Seeing Dr. Jasper pause, The Bird replied that she wasn’t worried about what people would say about him.
His paternal eyes widened, gazing down at her in the dentist chair. He lowered his voice to a conspiratorial whisper. “So tell me — what does worry you?”
The Bird blinked, and said she was worried that he’d leave. Just like the pediatrician she’d liked, she added silently, or her mother’s gyno. The lawyer who helped with their easement problem with the state. The chef who opened that great restaurant, and left the next year. Professionals don’t stay in a little town like Bark Bay, her mother had told her. They get bored, or their spouses get fed up. But what Dr. Jasper was describing sounded a lot worse to The Bird than boredom.
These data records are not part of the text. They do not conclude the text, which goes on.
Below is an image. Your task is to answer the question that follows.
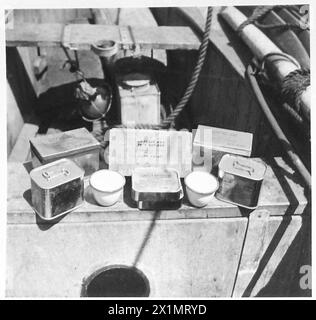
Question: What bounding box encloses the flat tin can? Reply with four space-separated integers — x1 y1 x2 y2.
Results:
215 154 267 209
30 128 100 175
30 159 84 221
132 167 183 202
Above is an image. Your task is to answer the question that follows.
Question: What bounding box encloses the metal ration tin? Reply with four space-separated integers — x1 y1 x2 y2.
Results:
118 73 160 125
30 159 84 220
30 128 100 176
193 125 253 172
132 167 183 210
215 154 267 209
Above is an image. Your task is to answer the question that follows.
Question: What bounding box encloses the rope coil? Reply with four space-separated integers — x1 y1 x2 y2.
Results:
92 7 213 145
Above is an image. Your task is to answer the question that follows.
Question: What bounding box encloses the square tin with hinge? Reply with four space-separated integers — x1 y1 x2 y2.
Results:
132 167 183 210
30 159 84 220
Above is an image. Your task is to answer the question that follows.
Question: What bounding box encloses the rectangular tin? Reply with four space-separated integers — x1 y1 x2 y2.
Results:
30 128 100 176
215 154 267 209
132 167 183 209
30 159 84 220
193 125 253 172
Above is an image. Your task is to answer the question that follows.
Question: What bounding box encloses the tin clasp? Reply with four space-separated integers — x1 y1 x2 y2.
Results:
233 160 255 176
42 168 70 181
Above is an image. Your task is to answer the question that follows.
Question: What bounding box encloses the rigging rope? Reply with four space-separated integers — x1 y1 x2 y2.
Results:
237 5 308 36
92 7 213 147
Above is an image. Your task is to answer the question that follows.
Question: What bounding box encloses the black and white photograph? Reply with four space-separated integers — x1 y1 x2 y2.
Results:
1 1 313 302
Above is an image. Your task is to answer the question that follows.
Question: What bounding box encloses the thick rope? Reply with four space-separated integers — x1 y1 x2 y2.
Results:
92 7 213 145
281 69 310 113
237 5 306 36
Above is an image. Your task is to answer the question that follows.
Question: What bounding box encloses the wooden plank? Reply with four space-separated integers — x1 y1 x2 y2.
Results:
233 210 302 297
6 214 247 297
6 23 200 50
8 123 38 163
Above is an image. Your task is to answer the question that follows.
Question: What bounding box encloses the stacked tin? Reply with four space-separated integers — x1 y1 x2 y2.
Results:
132 167 183 210
30 128 100 221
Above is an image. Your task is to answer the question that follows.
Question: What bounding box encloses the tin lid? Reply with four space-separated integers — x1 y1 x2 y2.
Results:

“Really now?” He glanced up at the ceiling again. “Leave, after working so hard to establish myself in this community?” As he shook his head, he leaned over her and looked down at her. “No, my little bird — I have no intention of abandoning my practice.”
With a muffled laught, he nudged himself away from his leaning position against the chair, stood upright, and without looking down pressed a lever on the floor, the chair lowering and its back rest rising in a single mechanical motion. “You do realize, that you are perhaps-th the ONLY teenaged girl in Bark Bay who looks -th FORWARD to s-theeing her dentist-th.”
The chair stopped its mechanical movement, and The Bird, glad at hearing the sound of Dr. Jasper’s lisp again, rose from the chair with a broad smile on her face.